Четверг, 10 августа
Письмо принес ветер рамадана,[1] хотя тогда я, конечно, этого еще не знала. В августе в Париже часто дуют ветры, и тогда кажется, что по пыльным улицам носятся маленькие дервиши,[2] одетые в лохмотья; они скользят по тротуарам и что-то ищут, оставляя на щеках и ресницах прохожих колючие сверкающие песчинки; а солнце пялится на них с небес, точно белый подслеповатый глаз, и жара стоит такая, что люди начисто лишаются аппетита. В августе Париж почти вымирает; живы только туристы да несчастные вроде нас, которые не могут себе позволить даже в отпуск уехать; в августе от Сены исходит зловоние, и тени нигде не найти, и ты, кажется, готов на все, лишь бы вырваться из раскаленного города и побродить босиком по полю или посидеть в тенистом лесу.

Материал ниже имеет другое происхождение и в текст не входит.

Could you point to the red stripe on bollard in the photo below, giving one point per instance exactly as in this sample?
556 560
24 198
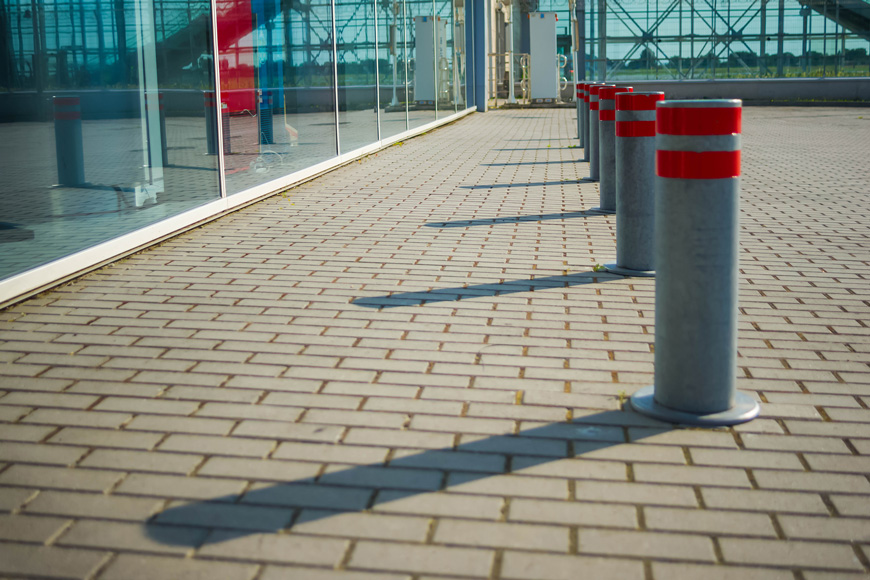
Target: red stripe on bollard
638 101
699 121
698 164
635 128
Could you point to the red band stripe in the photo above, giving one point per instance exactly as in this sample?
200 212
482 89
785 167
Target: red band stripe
635 128
637 102
698 121
698 165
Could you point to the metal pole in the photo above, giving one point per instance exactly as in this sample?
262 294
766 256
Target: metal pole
607 148
696 258
635 174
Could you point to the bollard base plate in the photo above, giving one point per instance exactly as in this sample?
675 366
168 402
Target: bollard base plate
614 269
745 409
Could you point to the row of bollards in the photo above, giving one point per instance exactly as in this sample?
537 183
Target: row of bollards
675 174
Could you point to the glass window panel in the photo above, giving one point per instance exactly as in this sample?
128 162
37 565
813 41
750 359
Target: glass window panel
103 121
357 81
391 42
277 90
420 48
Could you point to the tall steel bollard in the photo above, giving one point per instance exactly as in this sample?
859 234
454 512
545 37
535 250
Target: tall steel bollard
607 148
225 129
696 256
264 118
594 166
210 107
635 173
69 148
586 146
164 149
578 100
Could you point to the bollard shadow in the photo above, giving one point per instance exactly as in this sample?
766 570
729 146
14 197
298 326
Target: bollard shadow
481 290
293 504
514 220
533 184
529 163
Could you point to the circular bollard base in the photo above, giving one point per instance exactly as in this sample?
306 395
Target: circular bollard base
614 269
745 409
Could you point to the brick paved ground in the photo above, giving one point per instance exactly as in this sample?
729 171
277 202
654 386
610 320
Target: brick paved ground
407 369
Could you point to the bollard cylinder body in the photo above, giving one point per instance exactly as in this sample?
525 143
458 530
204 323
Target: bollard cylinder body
696 258
267 135
585 115
69 148
594 166
161 112
578 98
210 106
607 147
635 175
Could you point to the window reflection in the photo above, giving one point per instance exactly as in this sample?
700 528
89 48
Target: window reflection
103 124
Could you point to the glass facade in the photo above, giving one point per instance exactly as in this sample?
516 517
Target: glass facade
116 115
707 39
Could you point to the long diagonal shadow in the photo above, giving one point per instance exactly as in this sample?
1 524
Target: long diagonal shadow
295 503
479 290
514 219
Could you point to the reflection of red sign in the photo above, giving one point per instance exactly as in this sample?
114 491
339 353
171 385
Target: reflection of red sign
236 54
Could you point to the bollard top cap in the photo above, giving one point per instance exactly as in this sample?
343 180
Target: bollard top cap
608 93
702 104
596 87
638 101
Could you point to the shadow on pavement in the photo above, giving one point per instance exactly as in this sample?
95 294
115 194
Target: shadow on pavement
514 220
361 488
478 290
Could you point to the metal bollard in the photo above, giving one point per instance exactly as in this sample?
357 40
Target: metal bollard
68 144
225 129
210 122
635 173
607 148
696 256
264 118
594 163
164 151
583 117
578 98
587 135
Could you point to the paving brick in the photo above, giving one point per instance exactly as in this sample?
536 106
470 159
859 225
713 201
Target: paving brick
77 418
790 553
59 478
645 544
141 567
48 562
106 438
521 565
685 571
41 453
169 486
148 461
274 548
507 535
709 522
764 501
25 528
92 505
411 558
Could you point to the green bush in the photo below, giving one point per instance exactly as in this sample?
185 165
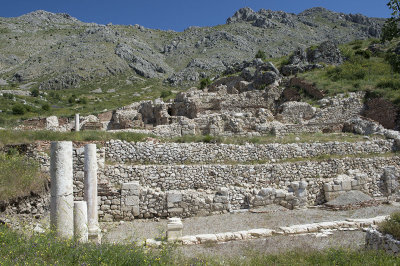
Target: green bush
261 54
204 83
83 100
364 53
72 99
391 226
394 60
18 109
47 249
46 107
8 96
166 93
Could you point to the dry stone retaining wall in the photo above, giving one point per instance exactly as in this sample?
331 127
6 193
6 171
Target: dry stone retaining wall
171 188
176 153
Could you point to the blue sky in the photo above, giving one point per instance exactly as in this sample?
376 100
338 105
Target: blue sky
179 14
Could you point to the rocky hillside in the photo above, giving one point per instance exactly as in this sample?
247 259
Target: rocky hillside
57 51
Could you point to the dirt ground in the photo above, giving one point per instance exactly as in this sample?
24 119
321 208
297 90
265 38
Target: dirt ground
272 217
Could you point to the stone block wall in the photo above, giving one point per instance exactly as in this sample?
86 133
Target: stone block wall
145 180
178 153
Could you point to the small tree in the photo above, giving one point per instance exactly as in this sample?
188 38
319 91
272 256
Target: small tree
261 54
46 107
390 30
35 92
204 83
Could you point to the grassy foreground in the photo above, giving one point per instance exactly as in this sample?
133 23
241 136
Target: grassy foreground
16 249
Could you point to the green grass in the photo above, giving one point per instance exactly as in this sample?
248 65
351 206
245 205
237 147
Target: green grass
391 226
18 137
29 178
65 103
45 249
304 138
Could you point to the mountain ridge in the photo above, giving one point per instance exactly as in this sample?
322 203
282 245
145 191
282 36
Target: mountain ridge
57 51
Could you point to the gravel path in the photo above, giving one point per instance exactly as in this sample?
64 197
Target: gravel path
272 218
275 245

Ру все это, конечно, хорошо понимает. Он вообще для городской жизни не создан. А Розетт, когда ей скучно, начинает творить всякие пакости; я же упорно делаю из шоколада всякие сласти, которые некому покупать. Анук целыми днями пропадает в интернет-кафе на улице Мира, болтая с друзьями в «Фейсбуке», или поднимается на Монмартрское кладбище и наблюдает за бездомными котами, что скользят и прячутся среди каменных домов мертвых, и солнечный свет, падая, как лезвие гильотины, узенькой полоской разрубает густую тень между соседними гробницами.

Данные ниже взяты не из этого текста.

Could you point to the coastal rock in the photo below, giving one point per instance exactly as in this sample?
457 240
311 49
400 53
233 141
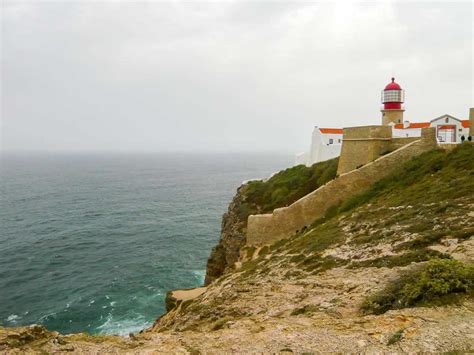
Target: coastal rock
232 238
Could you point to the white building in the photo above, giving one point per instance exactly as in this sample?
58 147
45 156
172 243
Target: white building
449 129
326 144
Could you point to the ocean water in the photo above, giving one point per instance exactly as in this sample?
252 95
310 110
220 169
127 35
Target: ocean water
92 242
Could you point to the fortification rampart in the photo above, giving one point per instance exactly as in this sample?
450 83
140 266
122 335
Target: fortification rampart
362 145
285 222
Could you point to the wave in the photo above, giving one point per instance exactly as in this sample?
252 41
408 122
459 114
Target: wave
122 326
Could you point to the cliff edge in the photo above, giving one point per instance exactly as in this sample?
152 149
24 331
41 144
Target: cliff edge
389 270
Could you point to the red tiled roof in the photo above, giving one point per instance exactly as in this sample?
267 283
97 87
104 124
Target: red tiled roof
414 125
331 130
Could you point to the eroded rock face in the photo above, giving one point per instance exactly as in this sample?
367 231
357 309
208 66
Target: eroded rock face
226 252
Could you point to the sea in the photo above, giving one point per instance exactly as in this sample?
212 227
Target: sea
92 242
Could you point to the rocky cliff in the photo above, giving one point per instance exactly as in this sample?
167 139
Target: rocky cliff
389 270
232 238
257 197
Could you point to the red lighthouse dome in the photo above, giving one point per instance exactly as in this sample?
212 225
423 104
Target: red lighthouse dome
393 96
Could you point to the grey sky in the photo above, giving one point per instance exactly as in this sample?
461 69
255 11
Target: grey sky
222 76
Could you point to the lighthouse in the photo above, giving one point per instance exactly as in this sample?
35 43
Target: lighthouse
393 97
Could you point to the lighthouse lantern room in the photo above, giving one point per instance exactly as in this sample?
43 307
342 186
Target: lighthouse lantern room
393 97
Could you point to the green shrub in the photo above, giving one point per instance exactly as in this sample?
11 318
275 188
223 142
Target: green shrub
287 186
438 281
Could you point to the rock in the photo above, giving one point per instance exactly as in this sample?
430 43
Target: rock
226 253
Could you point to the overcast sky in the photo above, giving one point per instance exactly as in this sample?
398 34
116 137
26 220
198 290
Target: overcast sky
223 76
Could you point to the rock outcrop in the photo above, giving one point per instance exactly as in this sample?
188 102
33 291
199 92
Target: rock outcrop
232 238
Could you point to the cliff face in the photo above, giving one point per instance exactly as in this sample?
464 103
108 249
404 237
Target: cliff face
257 197
226 252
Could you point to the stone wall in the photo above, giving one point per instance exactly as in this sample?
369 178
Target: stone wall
362 145
285 222
392 116
399 142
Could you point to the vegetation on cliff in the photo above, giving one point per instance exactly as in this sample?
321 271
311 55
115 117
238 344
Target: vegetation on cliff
285 187
435 282
261 196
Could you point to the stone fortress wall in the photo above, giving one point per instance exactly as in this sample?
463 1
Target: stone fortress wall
368 160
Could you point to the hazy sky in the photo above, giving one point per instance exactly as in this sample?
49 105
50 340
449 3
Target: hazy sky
223 76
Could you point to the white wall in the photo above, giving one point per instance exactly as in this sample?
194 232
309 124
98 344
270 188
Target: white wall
407 132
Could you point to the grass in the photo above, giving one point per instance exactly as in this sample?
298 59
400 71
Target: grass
439 281
433 176
285 187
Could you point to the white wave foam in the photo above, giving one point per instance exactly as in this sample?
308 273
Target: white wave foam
122 326
13 318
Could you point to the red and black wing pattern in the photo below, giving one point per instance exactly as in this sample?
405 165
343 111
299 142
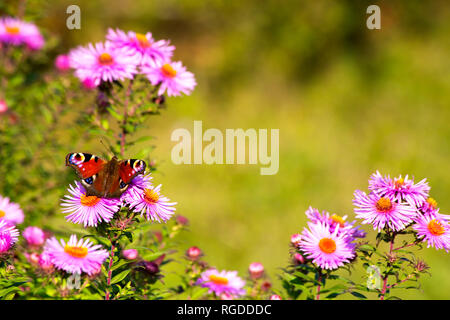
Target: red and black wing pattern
85 164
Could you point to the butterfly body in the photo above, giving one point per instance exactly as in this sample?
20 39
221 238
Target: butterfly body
104 179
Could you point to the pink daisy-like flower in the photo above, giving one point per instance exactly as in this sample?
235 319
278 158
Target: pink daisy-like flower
143 45
328 250
88 210
137 185
400 189
8 236
10 211
34 236
221 282
171 76
75 256
434 229
62 62
17 32
382 211
103 62
149 201
429 206
45 261
333 221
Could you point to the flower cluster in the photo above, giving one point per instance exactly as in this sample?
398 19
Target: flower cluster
394 204
141 197
16 32
123 56
328 240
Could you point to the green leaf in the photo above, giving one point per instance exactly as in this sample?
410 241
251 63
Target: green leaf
120 276
358 295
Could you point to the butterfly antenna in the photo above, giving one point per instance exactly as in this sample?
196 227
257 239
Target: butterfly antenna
108 149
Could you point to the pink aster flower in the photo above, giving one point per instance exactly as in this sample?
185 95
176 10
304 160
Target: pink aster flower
328 250
17 32
88 210
334 220
137 185
382 211
62 62
256 270
45 261
400 189
171 76
143 45
3 106
8 236
152 203
429 206
75 256
103 62
434 229
10 211
130 254
220 282
34 236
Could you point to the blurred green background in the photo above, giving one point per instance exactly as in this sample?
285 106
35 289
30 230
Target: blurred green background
348 101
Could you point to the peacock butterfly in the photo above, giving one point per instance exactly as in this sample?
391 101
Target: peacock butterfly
101 178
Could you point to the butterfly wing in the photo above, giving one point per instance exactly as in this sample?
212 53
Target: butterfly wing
85 164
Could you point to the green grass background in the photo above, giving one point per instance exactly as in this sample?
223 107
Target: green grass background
348 101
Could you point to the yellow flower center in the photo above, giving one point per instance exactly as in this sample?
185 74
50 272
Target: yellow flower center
338 219
105 59
150 196
77 252
435 228
432 203
383 205
399 183
327 245
168 71
12 30
218 279
142 40
89 201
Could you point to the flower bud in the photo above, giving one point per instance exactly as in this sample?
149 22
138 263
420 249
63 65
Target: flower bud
193 253
3 107
34 236
130 254
62 62
256 270
295 239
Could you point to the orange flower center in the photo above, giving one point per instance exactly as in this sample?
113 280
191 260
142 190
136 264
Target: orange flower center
218 280
150 196
142 40
105 59
77 252
432 203
383 205
327 245
435 228
89 201
168 71
338 219
12 30
399 183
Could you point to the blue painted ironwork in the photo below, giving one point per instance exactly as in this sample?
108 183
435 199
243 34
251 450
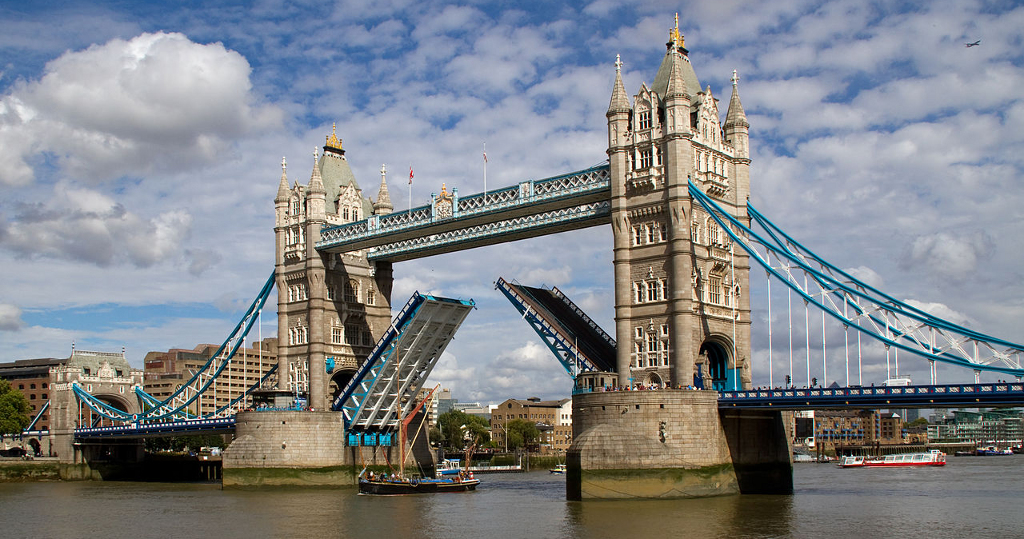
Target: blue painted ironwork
975 395
553 332
174 407
857 304
356 384
187 426
35 420
532 208
386 384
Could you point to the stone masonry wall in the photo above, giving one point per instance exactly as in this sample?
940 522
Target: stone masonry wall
287 440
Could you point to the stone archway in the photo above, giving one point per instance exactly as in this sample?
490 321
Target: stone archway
92 419
653 379
717 365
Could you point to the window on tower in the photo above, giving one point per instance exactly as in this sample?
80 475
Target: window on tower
645 158
644 120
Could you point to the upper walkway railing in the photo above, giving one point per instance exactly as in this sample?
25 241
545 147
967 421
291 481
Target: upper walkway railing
451 222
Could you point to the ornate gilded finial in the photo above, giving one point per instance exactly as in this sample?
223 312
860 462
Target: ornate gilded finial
332 139
675 37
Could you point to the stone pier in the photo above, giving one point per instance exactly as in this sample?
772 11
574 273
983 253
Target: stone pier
672 444
304 448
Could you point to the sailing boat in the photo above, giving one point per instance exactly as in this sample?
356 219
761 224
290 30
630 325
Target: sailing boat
399 484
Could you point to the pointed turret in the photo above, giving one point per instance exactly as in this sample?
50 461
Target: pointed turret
316 196
677 93
283 187
620 101
736 127
676 57
735 115
383 205
315 180
676 86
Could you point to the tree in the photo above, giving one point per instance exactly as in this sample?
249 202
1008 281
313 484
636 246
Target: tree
13 410
521 433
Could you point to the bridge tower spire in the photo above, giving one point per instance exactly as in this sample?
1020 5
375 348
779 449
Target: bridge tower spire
331 307
681 313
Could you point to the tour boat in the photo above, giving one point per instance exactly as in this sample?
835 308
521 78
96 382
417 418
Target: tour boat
992 451
932 458
384 484
449 466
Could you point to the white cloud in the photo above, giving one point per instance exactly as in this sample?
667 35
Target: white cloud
941 311
84 224
156 102
10 318
950 255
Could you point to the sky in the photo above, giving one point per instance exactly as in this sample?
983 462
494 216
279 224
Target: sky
140 149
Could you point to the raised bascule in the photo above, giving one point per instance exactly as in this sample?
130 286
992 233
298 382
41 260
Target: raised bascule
675 193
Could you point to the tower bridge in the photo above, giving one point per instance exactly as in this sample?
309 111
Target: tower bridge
675 192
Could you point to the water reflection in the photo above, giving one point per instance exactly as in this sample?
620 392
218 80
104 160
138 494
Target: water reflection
721 516
968 497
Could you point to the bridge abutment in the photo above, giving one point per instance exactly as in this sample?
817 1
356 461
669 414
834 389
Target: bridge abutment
762 454
305 448
657 444
673 444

Анук пятнадцать. Куда уходит время? Так же, потихоньку, испаряются из флакона духи, как бы плотно ты ни закрывала его пробкой; а однажды ты возьмешь флакон в руки и увидишь, что на дне осталась лишь капелька душистой жидкости, хотя тебе казалось, что ее там еще много…
Как тебе живется, моя маленькая Анук? Что происходит в твоем, неведомом мне, маленьком мире? Счастлива ли ты? Или душа твоя не знает покоя? А может, ты всем довольна? Сколько еще дней осталось у нас с тобой до той поры, когда ты навсегда покинешь мою орбиту и, стремительно улетев в космические дали, точно сорвавшийся с поводка спутник-бродяга, исчезнешь среди звезд?

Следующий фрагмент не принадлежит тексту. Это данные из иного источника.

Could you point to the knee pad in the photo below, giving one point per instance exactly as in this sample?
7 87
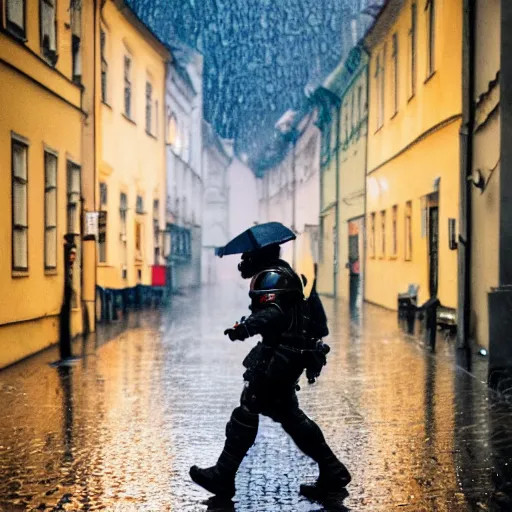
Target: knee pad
242 426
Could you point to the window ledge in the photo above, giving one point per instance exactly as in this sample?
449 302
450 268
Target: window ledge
20 273
429 77
129 119
16 32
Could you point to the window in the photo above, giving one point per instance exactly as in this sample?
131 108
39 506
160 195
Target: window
104 66
394 247
50 211
19 205
138 240
395 73
379 82
172 130
73 198
383 233
48 30
123 209
16 17
102 241
372 236
140 205
149 107
412 51
76 38
408 231
128 86
430 10
157 115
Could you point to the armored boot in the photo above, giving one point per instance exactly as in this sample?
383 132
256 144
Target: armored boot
308 437
241 432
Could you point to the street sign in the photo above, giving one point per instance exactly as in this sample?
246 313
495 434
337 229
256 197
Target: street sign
102 227
91 224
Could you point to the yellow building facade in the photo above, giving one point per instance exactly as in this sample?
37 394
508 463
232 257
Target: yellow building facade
42 47
131 186
415 105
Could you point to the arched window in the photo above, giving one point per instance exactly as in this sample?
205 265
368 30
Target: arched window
172 130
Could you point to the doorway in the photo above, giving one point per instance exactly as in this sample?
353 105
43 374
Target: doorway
433 244
355 261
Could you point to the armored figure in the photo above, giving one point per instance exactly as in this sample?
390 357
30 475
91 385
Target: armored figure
273 368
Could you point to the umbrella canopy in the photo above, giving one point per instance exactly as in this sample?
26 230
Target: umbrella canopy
257 237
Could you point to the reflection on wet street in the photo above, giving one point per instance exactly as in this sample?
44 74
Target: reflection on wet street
119 429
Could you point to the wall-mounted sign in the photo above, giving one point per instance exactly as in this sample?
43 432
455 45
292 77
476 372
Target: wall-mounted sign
91 224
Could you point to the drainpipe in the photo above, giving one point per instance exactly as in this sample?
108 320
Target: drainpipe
466 163
294 198
337 207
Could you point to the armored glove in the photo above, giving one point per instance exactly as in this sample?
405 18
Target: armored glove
238 332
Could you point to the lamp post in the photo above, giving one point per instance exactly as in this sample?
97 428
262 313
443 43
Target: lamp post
65 312
166 242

Подобная череда мыслей посещает меня отнюдь не впервые. Страх следует за мной как тень еще с тех пор, как родилась Анук, но нынешним летом мой вечный страх стал как-то особенно силен, расцвел на этой жаре, словно некий чудовищный цветок. Возможно, это связано с воспоминаниями о моих матерях — о моей первой, покойной матери и второй, настоящей, которую я обрела всего четыре года назад. А может, всему виной Зози де л’Альба,[3] похитительница сердец, чуть не лишившая меня всего, что у меня есть? Она так ярко продемонстрировала, сколь хрупка наша жизнь, как легко разрушить твой тщательно выстроенный карточный домик — для этого хватит даже малейшего вздоха ветра.
Пятнадцать. Пятнадцать. В ее возрасте я уже успела вдоволь постранствовать по свету. И знала, что моя мать скоро умрет. И слово «дом» означало для меня тогда всего лишь место, где мы в этот раз остановились на ночлег. И у меня еще никогда не было настоящего друга. А любовь… любовь моя в то время была похожа на светильники, что зажигают по вечерам на террасах кафе; я воспринимала ее как источник мимолетного тепла, как нежное прикосновение, как чье-то лицо, которое едва успела разглядеть при свете горящего костра.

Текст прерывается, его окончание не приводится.